5 min: Follow-up on EKU restriction discussion
🎥 13'41": As requested in previous meeting, I raised PR #69: Resolve discussion about EKU requirements to close the discussion on EKU restrictions. Review and move to approve and merge.
ACTION: Group members, please review and approve or comment.
30 min: Review open issues for identity 1.0 milestone
🎥 14'01": There are 13 open issues that I’ve flagged as potentially relevant for the 1.0 version of the identity specification. Review these issues and make a plan for resolving them.
Reviewed the following issues:
-
🎥 14'44": #68: Is the ID assertion TBS-data expressive enough? — ACTION: Scouten to revise data structure to include a map as per Paul’s suggestion.
-
🎥 18'10": #26: Describe credential holder’s role in relation to the asset — ACTION: Review W3C VC version 2 (as previously commented in GH issue).
-
🎥 23'45": #67: Bidirectional binding of identity assertions and claims — ACTION: Paul England to propose wording once revised data structure in #68 is available.
-
🎥 30'57": #66: Lots of unnecessary hashing for identity assertions — DECISION: Not a blocker; reconsider after 1.0 specification.
-
🎥 40'16": #65: Identity signers cannot sign "dc:title" — DECISION: After discussion, this issue was withdrawn.
-
🎥 43'37": #64: Timestamping an identity assertion is not supported — DECISION: Not relevant for X.509 case because RFC 3161 countersignatures are supproted/encouraged.

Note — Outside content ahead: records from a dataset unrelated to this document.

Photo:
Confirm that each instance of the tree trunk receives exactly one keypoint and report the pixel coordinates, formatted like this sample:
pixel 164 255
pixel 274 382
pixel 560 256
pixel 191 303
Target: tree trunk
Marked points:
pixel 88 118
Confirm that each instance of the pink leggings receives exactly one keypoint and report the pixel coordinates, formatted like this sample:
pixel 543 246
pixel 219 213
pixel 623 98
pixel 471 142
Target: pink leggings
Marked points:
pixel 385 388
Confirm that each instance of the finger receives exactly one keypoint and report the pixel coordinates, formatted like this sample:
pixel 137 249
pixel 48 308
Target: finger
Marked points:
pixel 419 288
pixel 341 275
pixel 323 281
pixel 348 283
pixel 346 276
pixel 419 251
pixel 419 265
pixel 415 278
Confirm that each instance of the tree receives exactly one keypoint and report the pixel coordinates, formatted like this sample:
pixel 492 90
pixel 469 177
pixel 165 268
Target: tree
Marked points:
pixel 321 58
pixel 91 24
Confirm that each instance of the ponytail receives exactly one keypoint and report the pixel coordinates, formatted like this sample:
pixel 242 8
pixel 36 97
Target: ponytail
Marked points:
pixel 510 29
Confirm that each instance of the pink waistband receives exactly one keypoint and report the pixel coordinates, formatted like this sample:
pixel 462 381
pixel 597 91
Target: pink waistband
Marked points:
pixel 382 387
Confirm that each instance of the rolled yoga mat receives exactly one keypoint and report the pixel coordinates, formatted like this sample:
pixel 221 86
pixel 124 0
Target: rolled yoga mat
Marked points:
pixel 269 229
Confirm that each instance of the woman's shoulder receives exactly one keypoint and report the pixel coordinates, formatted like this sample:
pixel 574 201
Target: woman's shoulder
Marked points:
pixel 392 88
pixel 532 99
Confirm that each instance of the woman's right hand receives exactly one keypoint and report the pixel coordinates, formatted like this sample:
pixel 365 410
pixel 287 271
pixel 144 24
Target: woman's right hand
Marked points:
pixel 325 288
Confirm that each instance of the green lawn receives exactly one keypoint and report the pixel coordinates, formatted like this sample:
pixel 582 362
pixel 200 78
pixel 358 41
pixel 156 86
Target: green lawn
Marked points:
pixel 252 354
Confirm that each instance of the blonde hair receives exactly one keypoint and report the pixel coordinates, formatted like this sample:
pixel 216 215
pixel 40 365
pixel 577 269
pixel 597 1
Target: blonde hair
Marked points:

Moved this to W3C VC milestone, where it is relevant.
-
🎥 45'44": #63: Possible interaction in "multiple step processing" — ACTION: Scouten to draft PR with improved wording.
Impromptu discussions
-
🎥 48'35": Impromptu discussion about signatures and C2PA trust list. Referred the trust list discussion to C2PA TWG and Trust List TF.
-
🎥 52'07": Impromptu discussion about pluggable identity mechanisms and how CAWG will prioritize.
-
🎥 56'46": Christian Paquin has updated his proposal for Web domain trust anchor identity
10 min: Review 1.x-add-w3c-vc version of specification
Re-review PR #60, which creates a post-1.0 version of the specification with W3C VCs. Updated per @OR13 feedback. Did not cover in today’s meeting.